I’ve always loved this poem by Stevie Smith. It speaks to something in me that’s often felt misunderstood, misinterpreted.
I was much too far out all my life
And not waving but drowning
When I first read this, I felt a sense of recognition, a feeling that I had been seen. I felt I knew what Smith was talking about when she wrote it, or, rather, that she had written it for me, about me, that she knew how I felt.
I felt known, in a way that I hadn’t previously.
For me, this is a poem about appearances, about the way people interpret one another. It’s about how two people can see the same thing, but understand it completely differently. It’s about how easy it is to misunderstand, to read something that isn’t there – it’s about how you never really know what someone else is thinking or feeling.

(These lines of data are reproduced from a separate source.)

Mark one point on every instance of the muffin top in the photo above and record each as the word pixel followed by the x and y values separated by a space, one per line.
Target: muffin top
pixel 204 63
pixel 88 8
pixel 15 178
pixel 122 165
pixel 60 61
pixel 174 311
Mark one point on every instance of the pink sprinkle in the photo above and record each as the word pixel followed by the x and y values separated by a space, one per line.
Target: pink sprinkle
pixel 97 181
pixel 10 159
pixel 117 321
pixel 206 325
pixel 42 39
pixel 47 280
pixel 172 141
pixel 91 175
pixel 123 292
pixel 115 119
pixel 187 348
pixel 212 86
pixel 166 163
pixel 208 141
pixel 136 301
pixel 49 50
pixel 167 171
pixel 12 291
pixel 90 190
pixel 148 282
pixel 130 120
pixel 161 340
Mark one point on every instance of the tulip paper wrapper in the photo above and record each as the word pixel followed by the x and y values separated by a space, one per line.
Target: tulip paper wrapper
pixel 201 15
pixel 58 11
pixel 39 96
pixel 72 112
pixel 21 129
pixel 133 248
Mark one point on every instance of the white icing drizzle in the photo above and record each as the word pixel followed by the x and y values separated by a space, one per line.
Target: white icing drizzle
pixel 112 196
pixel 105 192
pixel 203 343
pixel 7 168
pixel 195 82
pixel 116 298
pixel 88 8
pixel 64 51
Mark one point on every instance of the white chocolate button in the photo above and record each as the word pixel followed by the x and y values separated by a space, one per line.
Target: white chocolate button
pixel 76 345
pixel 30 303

For me, the reason I love this poem is that I feel that Smith understands the way that a laugh can also be a scream, that you can smile while dying inside. That she understands the way you can spend so long hiding your true feelings that all anyone sees, all anyone knows, is the mask. And sometimes there was good reason to wear that mask initially; sometimes it was only having the mask that saved your life, but eventually the mask becomes a trap, locking you away from those you care about. And that’s when you end up like the man in the poem, where you’re begging for help while everyone thinks you’re having the time of your life.
Bleak, huh? But it was a realisation that made me resolve to stop being that person, to destroy the mask and to learn to ask for help, or to accept it when offered. It’s still a work in progress, of course: childhood survival techniques are hard to shake, even when you know they don’t help any more.